One trend that’s been going on in trucking in fits and starts for a long while now is the move towards “vertical integration,” whereby truck OEMs directly manufacture most of the major components that comprise today’s commercial vehicles, such as engines, transmissions, cabs, axles, etc.
Of course many independent suppliers still remain – especially where truck tires are concerned – but even with such “outside” suppliers, exclusive “standard position” contracts often rule the day.
Yet as we begin to enter the era of autonomous vehicles (AVs) and especially self-driving trucks, this “proprietary approach,” whereby each OEM comes up with its own unique solution, may undergo some serious change – mirroring what occurred in the personal computer (PC) market several decades ago, according to Doug Davis, senior vice president and general manager of the automated driving group (ADG) at Intel Corp.
“Autonomous driving will accelerate when the industry comes together to align on common platforms and technologies. That enables developers to go quickly and in volume while still differentiating their solutions in software,” he explained in a recent opinion column.
“How do I know this? Let’s look at the PC and server industries as examples. Before 1980, the computer industry was highly proprietary, serving primarily researchers, big companies and hobbyists,” Davis noted. “This changed a few years later when IBM built the first personal computer using mostly off-the-shelf parts and an outsourced operating system.”
Those early PCs were the base for a “standardized approach” to computer design that led to faster evolution of technology and 150-times growth for the PC industry in a just two decades, he stressed.
“The data center is similar. After mainframes came microcomputers, [and they] enabled some flexibility and cost-effectiveness,” Davis pointed out.
“But it was the adaptation of PC technology that allowed data centers to evolve quickly to handle the data that came with the Internet,” he said. “[Research firm] IDC reported there were 1.8 zettabytes of data generated in 2011, and now it estimates we will generate over 40 zettabytes by 2020. Only through standardized solutions have we been able to grow the industry fast enough to keep up.”
And managing that huge volume of data will be critical to making AVs work properly – something both Davis and his Intel colleague Kathy Winter cannot emphasize enough.

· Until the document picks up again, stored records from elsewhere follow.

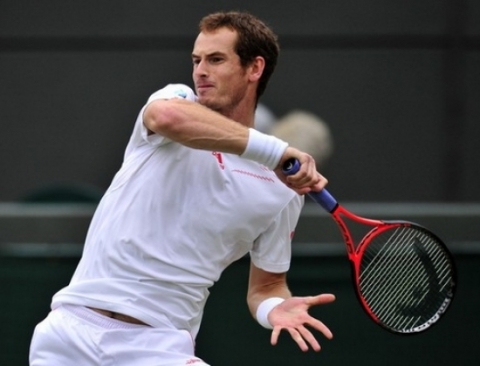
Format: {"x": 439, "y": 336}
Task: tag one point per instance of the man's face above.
{"x": 220, "y": 81}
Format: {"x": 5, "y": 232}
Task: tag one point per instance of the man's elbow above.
{"x": 162, "y": 117}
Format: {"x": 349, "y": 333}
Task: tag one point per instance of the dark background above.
{"x": 397, "y": 81}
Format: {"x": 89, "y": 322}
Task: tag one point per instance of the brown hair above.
{"x": 255, "y": 38}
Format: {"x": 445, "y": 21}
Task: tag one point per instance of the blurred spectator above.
{"x": 307, "y": 132}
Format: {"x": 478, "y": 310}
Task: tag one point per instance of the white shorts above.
{"x": 76, "y": 335}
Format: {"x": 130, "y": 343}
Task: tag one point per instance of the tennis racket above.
{"x": 404, "y": 275}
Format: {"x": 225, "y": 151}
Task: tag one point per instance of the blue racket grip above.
{"x": 323, "y": 198}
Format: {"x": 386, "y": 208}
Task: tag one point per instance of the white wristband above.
{"x": 264, "y": 309}
{"x": 264, "y": 149}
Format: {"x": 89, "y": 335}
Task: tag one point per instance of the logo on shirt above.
{"x": 219, "y": 158}
{"x": 181, "y": 93}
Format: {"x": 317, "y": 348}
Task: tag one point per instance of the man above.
{"x": 196, "y": 192}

“The single most important factor in autonomous driving is data – how best to process it, manage it, move it, store it, share it and learn from it,” Davis stressed. “As we move down the road toward autonomous cars, the data challenge will become much more complex and require new ways to work with data inside the vehicle, throughout the network and across the cloud.”

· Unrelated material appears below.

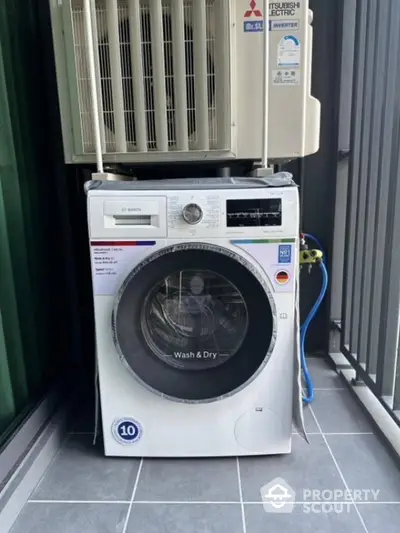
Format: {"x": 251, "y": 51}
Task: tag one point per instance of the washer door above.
{"x": 193, "y": 322}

To ensure that the transportation industry and the system developers supporting it put “the absolute right strategy” in place to handle that massive data challenge, Davis said Intel has installed the first of several planned data centers dedicated to autonomous driving.
“These unique labs will be used for algorithm development and training, as well as for understanding the special infrastructure needs for autonomous driving data movement and storage,” he explained.
“Researchers will continually feed information from Intel’s test cars into these data centers to train neural networks and improve machine learning algorithms,” he noted.
Which brings him to artificial intelligence (AI); the linchpin on which self-driving cars will either succeed or fail.
“Mastering AI both inside the car and in the data center will be essential to the autonomous driving data challenge,” Davis said. “Here it’s important to remember that autonomous driving isn’t a game. When cars are thinking and acting without human intervention, they must be able to do so in a safe and trustworthy way.”
He added that the “artificial intelligence” needed to make all of that happen isn’t just “computer vision,” either.
“Think voice, decision-making, personalization and preferences,” Davis emphasized. “Each of those AI workloads needs a different set of algorithms and likely different kind of processing for optimum performance. If all we needed was a supercomputer to handle the autonomous driving data challenge, our work would be done.
This brings him back to AVs and to whether they will become a reality or end up as just another science-fiction pipe dream.
“There are plenty of naysayers,” Davis said. “There are plenty in the automotive industry who don’t understand how open collaboration can enable differentiation and innovation. I understand the skepticism, but from years of experience, I know that technology solves problems best when it’s organized around common platforms and predictable interfaces. Without a doubt, that’s the fastest way forward on our autonomous journey.”
Davis also doesn’t think that society as a whole can afford to continue down a proprietary path where AVs are concerned.
“The cost in time, money and human lives is too great,” he explained. “The faster we can deliver autonomous driving technology and take humans out of the driver’s seat, the faster we can save lives. It’s that simple – and that important.”
That’s one view, at least, of what’s driving the development of AVs and driverless trucks forward. We’ll see how much headway this particular philosophy gets in the trucking industry.